Hosts thankful for plumbers on holidays
If Thanksgiving had a superhero, a plumber might be it.
Couple rich, greasy food with a house full of relatives, and even the hardiest drain or septic system might call it quits.
"Every year -- Christmas, Thanksgiving, New Year's Eve -- it's the same thing," said Jessica Poulin, office manager for Esposito Plumbing and Heating in Farmingdale.
Poulin said that though call volume didn't usually seem to rise over Thanksgiving, a caller's volume definitely did. "They're always in a panic when they call on a holiday," she said.
Ray Gremaux, owner of Ray the Plumber, which has three Suffolk County locations, said his company usually had only a quarter of its normal business on Thanksgiving.
"I would say over 50 percent of calls are for drain stoppages.
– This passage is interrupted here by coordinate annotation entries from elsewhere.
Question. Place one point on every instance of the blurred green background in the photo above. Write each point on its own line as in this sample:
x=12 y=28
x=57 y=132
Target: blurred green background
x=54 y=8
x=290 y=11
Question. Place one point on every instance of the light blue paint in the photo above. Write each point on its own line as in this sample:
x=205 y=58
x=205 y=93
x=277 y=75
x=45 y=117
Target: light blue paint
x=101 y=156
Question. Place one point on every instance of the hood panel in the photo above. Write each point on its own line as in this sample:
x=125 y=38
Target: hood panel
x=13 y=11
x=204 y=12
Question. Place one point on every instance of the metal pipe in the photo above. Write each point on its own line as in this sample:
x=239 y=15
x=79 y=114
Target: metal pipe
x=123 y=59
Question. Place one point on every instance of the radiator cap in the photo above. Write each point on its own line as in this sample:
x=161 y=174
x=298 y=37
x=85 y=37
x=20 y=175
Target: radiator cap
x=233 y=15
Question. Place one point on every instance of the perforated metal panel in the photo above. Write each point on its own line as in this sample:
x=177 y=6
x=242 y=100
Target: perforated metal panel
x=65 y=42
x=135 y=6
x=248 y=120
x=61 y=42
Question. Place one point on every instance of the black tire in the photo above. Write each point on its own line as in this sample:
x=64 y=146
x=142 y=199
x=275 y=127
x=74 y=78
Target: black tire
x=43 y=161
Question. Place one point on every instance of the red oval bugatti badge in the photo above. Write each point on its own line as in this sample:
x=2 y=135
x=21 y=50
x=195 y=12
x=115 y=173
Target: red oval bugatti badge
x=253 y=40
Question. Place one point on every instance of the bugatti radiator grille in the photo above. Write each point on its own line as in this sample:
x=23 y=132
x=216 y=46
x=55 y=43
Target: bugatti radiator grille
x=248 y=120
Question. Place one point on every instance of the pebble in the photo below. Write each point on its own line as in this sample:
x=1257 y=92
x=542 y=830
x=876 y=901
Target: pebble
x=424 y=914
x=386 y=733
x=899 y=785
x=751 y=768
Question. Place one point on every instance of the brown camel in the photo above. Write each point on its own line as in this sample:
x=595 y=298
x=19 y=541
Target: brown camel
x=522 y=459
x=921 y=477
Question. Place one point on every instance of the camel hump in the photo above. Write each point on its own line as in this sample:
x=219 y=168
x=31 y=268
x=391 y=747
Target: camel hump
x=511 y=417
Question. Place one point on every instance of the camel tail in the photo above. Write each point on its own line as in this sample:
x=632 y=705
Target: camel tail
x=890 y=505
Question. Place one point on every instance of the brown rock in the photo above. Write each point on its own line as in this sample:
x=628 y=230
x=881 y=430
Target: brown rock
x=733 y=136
Kitchen sinks, that's a big thing," he said. "Everybody's cooking. And it's always an emergency."
Though blocked drains and cesspool issues are among the most common on Thanksgiving, Gremaux said, water heaters also seem to pick turkey day to call it quits.
"Every holiday, we get water heaters. I don't care -- Christmas Eve, Christmas Day. Any holiday," Gremaux said.
Chris O'Connor runs Plumb Rite, a drain cleaning business in Hauppauge. O'Connor said every year he spends Thanksgiving rushing home between jobs to see his family and eat his dinner.
"If you got nothing going on, you run home, jam a couple slices of turkey down your throat, hopefully you can sit for a while."
Though he may miss his family's meal, he often is a crowd-pleaser at someone else's Thanksgiving.
"Usually when you get over there you're more popular than Santa Claus," O'Connor said.